Mudança Legal - A Mudança II

As perdas que estava tendo ali naquela ocasião era muito difícil para mim,pois ainda não havia aprendido o que era perda. Embora tentando modificar as coisas não conseguia, sofrendo muito com a subtração de tudo que o consumo havia me proporcionado, mas que ao mesmo tempo estava me tirando. O pior é que tirava de outras pessoas que amava tanto.

Aí estava a minha condenação, quando me via lutando contra esse estado de coisas. Afinal eu havia mesmo causado. Talvez fosse melhor ter aceitado o jogo, seria muito mais fácil acatar a ordem da massa, pois tudo se resume numa simples troca ...

As pressões externas eram tão fortes,tão fortes que já não estava agüentando afastar de mim o cálice sujo de lama.

Eu e Clara continuávamos a encher o baú e a caixa de papelão. Ela olhava sempre para mim como se entendesse tudo que se passava comigo. Nada dizia em voz alta, apenas me olhava e aí eu me via nu, totalmente despido. Clara conhecia todas as minhas reações e sabia da minha dor, o que também não deixava de ocorrer com ela.

Como fazer e o que fazer? Essas eram sempre as perguntas sufocadas. Sabíamos que estávamos e naquela enorme caixa, íamos colocando a cada minuto mais uma peça.

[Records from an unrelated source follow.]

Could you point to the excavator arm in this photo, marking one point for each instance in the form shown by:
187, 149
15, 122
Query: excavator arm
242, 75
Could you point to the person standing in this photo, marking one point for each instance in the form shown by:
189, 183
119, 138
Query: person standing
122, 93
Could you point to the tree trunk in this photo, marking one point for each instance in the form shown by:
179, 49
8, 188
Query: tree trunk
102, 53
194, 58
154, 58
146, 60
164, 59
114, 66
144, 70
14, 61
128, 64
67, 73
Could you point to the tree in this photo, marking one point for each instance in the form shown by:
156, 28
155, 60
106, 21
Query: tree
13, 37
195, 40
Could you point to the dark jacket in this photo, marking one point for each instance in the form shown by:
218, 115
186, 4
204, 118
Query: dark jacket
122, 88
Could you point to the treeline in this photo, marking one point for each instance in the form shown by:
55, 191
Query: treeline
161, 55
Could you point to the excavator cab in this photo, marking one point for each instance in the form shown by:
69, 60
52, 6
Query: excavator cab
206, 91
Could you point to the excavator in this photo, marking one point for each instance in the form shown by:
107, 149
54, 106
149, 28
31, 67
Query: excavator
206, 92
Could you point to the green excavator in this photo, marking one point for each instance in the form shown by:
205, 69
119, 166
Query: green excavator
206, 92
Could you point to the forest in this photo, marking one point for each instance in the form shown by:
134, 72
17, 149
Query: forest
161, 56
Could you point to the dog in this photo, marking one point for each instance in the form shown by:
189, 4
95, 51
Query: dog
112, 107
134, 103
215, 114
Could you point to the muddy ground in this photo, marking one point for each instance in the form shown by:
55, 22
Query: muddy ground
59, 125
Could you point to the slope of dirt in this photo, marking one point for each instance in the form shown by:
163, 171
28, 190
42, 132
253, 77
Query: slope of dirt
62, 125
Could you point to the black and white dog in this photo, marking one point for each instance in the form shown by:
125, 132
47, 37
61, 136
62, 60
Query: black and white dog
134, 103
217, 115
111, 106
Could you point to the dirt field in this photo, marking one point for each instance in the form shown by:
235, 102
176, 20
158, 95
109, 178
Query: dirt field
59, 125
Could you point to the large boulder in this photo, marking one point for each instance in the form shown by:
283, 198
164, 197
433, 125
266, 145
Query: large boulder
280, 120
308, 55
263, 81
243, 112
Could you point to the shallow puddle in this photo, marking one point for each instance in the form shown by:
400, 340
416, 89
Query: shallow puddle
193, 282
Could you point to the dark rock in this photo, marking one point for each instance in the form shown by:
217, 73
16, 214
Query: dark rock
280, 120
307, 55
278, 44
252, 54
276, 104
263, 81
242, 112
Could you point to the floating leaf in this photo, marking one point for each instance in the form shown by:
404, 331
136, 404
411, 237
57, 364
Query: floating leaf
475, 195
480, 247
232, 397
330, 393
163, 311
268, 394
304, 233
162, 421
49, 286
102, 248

A coisa complicava-se quando os meninos perguntavam se iriam continua as aulas de piano. Por falar em piano precisávamos embalar o nosso. Como levaríamos o piano? E continuava no ar ... A resposta vinha seca e engasgada, porque já haviamos guardado essa peça na caixa e ela ficaria também com as outras. Não por ser algo inútil, mas por faltar condições sobre todos os aspectos. Mesmo assim era obrigado a uma resposta por pior que fosse: _ Não sei meninos papai ainda não arranjou um emprego e não poderá dizer se tudo ficará como antes. Precisamos ter esperança.

Ainda seremos habitantes num planeta não de sonhos, mas que ajudamos a construir.

Era interessante! Por que dizer aquilo para as crianças? Por quê? Q,uando sentia dentro de mim dúvida enorme, mas sentia também uma força estranha que não sabia explicar me impulsionando. Precisava acreditar naquilo que falava para os meninos.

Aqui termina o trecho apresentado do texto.